Carbapenems are β-lactam antibiotics that are used as last resort drugs to treat multidrug resistant bacterial infections. Hence, the increasing rate of carbapenem-resistant bacteria within healthcare environments is an issue of concern that needs urgent attention. This resistance is driven by metallo-β-lactamases (MBLs), which can catalyse the hydrolysis of almost all clinically available β-lactams and are resistant to all the available β-lactamase inhibitors.
Genomic analysis of multidrug resistant isolates of the hospital-acquired pathogen, Chryseobacterium indologenes recovered from healthcare-associated wastewater revealed two MBLs, IND-2 and an uncharacterized MBL (CIM-1). As C. indologenes is intrinsically resistant to colistin, very few treatment options remain for isolates that are carbapenem-resistant necessitating an investigation into MBL-driven resistance.
Sequence analysis predicted CIM-1 to be a lipoprotein with an atypical lipobox when compared to all other thus far identified lipoproteins.
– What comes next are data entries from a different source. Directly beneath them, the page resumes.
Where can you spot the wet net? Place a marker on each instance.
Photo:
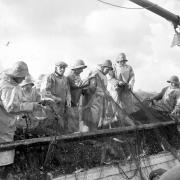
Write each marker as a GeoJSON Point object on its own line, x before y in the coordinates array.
{"type": "Point", "coordinates": [61, 157]}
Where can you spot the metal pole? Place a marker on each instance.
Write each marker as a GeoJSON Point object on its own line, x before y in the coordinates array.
{"type": "Point", "coordinates": [175, 19]}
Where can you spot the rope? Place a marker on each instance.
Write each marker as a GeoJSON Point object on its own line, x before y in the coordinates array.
{"type": "Point", "coordinates": [123, 7]}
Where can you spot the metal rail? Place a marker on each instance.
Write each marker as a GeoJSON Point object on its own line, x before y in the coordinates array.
{"type": "Point", "coordinates": [82, 136]}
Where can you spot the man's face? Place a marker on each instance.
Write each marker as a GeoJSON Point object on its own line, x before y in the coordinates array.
{"type": "Point", "coordinates": [156, 178]}
{"type": "Point", "coordinates": [174, 84]}
{"type": "Point", "coordinates": [28, 87]}
{"type": "Point", "coordinates": [122, 63]}
{"type": "Point", "coordinates": [18, 80]}
{"type": "Point", "coordinates": [60, 70]}
{"type": "Point", "coordinates": [78, 71]}
{"type": "Point", "coordinates": [105, 70]}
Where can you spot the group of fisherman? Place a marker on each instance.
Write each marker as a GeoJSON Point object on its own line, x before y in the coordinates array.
{"type": "Point", "coordinates": [104, 97]}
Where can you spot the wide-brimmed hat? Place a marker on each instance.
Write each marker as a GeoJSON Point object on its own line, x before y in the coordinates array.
{"type": "Point", "coordinates": [173, 79]}
{"type": "Point", "coordinates": [121, 57]}
{"type": "Point", "coordinates": [79, 64]}
{"type": "Point", "coordinates": [61, 64]}
{"type": "Point", "coordinates": [106, 63]}
{"type": "Point", "coordinates": [157, 172]}
{"type": "Point", "coordinates": [19, 69]}
{"type": "Point", "coordinates": [26, 81]}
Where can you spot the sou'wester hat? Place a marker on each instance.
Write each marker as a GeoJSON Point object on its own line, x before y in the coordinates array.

This is only the second MBL, after the critically important NDM-1, experimentally shown to be membrane associated.
Here we report on the preliminary characterization of CIM-1. Full-length CIM-1, IND-2, and variants thereof, including signal peptide exchanged mutants were cloned and transformed into Escherichia coli C41(DE3), where their resistance profiles were investigated. Soluble CIM-1 conferred high level resistance to β-lactam antibiotics.
Expression of CIM-1 followed by cellular fractionation revealed that this novel MBL was localized to the membrane, supporting predictions that it functions as a lipoprotein. Our hypothesis that cellular localization plays a role in activity was confirmed by the activity profiles of the wild-type CIM-1 and variants. Following protein purification, enzyme kinetics were assessed. Results showed that CIM-1 and IND-2 efficiently hydrolyse all carbapenems tested with CIM-1 having a much higher affinity for substrates compared to IND-2.
This study presents a novel and potent MBL which carries an unusual lipobox not previously reported in other Gram-negative bacteria and highlights the importance of further research into lipidated MBLs.